Defining the Color Palette

# source: https://menugget.blogspot.com/2011/11/define-color-steps-for-colorramppalette.html#more
#This is a wrapper function for colorRampPalette. It allows for the
#definition of the number of intermediate colors between the main colors.
#Using this option one can stretch out colors that should predominate
#the palette spectrum. Additional arguments of colorRampPalette can also
#be added regarding the type and bias of the subsequent interpolation.
color.palette <- function(steps, n.steps.between=NULL, ...){
 
 if(is.null(n.steps.between)) n.steps.between <- rep(0, (length(steps)-1))
 if(length(n.steps.between) != length(steps)-1) stop("Must have one less n.steps.between value than steps")
 
 fill.steps <- cumsum(rep(1, length(steps))+c(0,n.steps.between))
 RGB <- matrix(NA, nrow=3, ncol=fill.steps[length(fill.steps)])
 RGB[,fill.steps] <- col2rgb(steps)
 
 for(i in which(n.steps.between>0)){
  col.start=RGB[,fill.steps[i]]
  col.end=RGB[,fill.steps[i+1]]
  for(j in seq(3)){
   vals <- seq(col.start[j], col.end[j], length.out=n.steps.between[i]+2)[2:(2+n.steps.between[i]-1)]  
   RGB[j,(fill.steps[i]+1):(fill.steps[i+1]-1)] <- vals
  }
 }
 
 new.steps <- rgb(RGB[1,], RGB[2,], RGB[3,], maxColorValue = 255)
 pal <- colorRampPalette(new.steps, ...)
 return(pal)
}

#colfunc2<-colorRampPalette(c("blue","white","pink","red", "red", "red", "dark red","black", "black", "black"))
steps1=c("blue","lightblue","white","tan", "brown")

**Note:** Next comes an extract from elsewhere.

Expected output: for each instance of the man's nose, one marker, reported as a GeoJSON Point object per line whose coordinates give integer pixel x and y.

if (scaleVariable == "Shotlocationprobability$n.x"){
  between1=diff(round(summary(hockeymap$probs)[c(1,2,3,5,6)]*100,0))+4
  color.name="Probability"
  scale.name="Shot Count"
}

if (scaleVariable == "Shotlocationprobability$prob"){
  between1=diff(round(summary(hockeymap$n.x)[c(1,2,3,5,6)],0))+4
  color.name="Shot Count"
  scale.name="Probability"
}

colfunc2<-color.palette(steps =steps1,
                        n.steps.between=between1)

#colfunc2<-colorRampPalette(c("blue","white","pink","red", "red", "red", "dark red"))
#plot(rep(1,50),col=(colfunc2(50)), pch=19,cex=2)

Making the Unscaled plots

Again we use geom_rect

newg2<-ggplot(mapData, aes(x=xprime, y=y, 
                           #fill = colorVariable,
                           col=colorVariable))+
geom_rect(aes(xmin=x.min,xmax=x.max,ymin=y.min,ymax=y.max,fill=colorVariable),data=hockeymap)+  scale_color_gradientn(colours = colfunc2(70))+
 #scale_color_manual(values=manualpalette,breaks=breaks1,guide=FALSE)+ 
  scale_fill_gradientn(colours=colfunc2(70),guide=FALSE)+
  #makde circles
  geom_point(aes(x=xPositionPrime,y=yPosition,guide=FALSE),color="red",size=0.5,data= df.circle1)+ 
  geom_point(aes(x=xPositionPrime1,y=yPosition1),color="red",size=0.5,data= df.circle2)+
  labs(x="",y="",colour=color.name)+
  #side lines
  geom_segment(aes(x = -44, y = -89, xend = -44*gamma, yend = -25),color="black",size=1, data = NULL)+
  geom_segment(aes(x = 44, y = -89, xend = 44*gamma, yend = -25),color="black", size=1,data = NULL)+
  #top and bottom
  geom_segment(aes(x = -44*gamma, y = -25, xend = 44*gamma, yend = -25),color="blue" ,size=1,data = NULL)+
  geom_segment(aes(x = -44, y = -89, xend = 44, yend = -89),color="red", size=1.5,data = NULL)+
  #perspective lines
  geom_segment(aes(x = perx1, y = pery1, xend = perx2, yend = pery2), color="black",size=1,data = NULL)+
  geom_segment(aes(x = perx3, y = pery3, xend = perx4, yend = pery4), color="black",size=1,data = NULL)+
  geom_segment(aes(x = perx5, y = pery5, xend = perx6, yend = pery6), color="black",size=1,data = NULL)+
  geom_segment(aes(x = perx7, y = pery7, xend = perx8, yend = pery8),color="black", size=1,data = NULL)+
  geom_segment(aes(x = perx9, y = pery9, xend = perx10, yend = pery10), color="black",size=1,data = NULL)+
  geom_segment(aes(x = perx11, y = pery11, xend = perx12, yend = pery12), color="black",size=1,data = NULL)+
  #center dots
  geom_point(x=(a+(45-a)/(-90+25)*(-69+25))* -22/45,y=-69,colour="red",size=2,fill=1.5)+
geom_point(x=(a+(45-a)/(-90+25)*(-69+25))* 22/45,y=-69,colour="red",size=2,fill=1.5)+
  #goal
   annotate("rect", xmin=-5, xmax=5, ymin=-89, ymax=-85, alpha=0.8, fill="grey",col="red")+
#  geom_rect(xmin=-5, xmax=5, ymin=-89, ymax=-85,fill="grey",color="red",alpha=0.4)+
  theme(panel.grid.major = element_blank(), panel.grid.minor = element_blank())

newg2

Note how different you process the importance of values near the blue line when comparing these plots.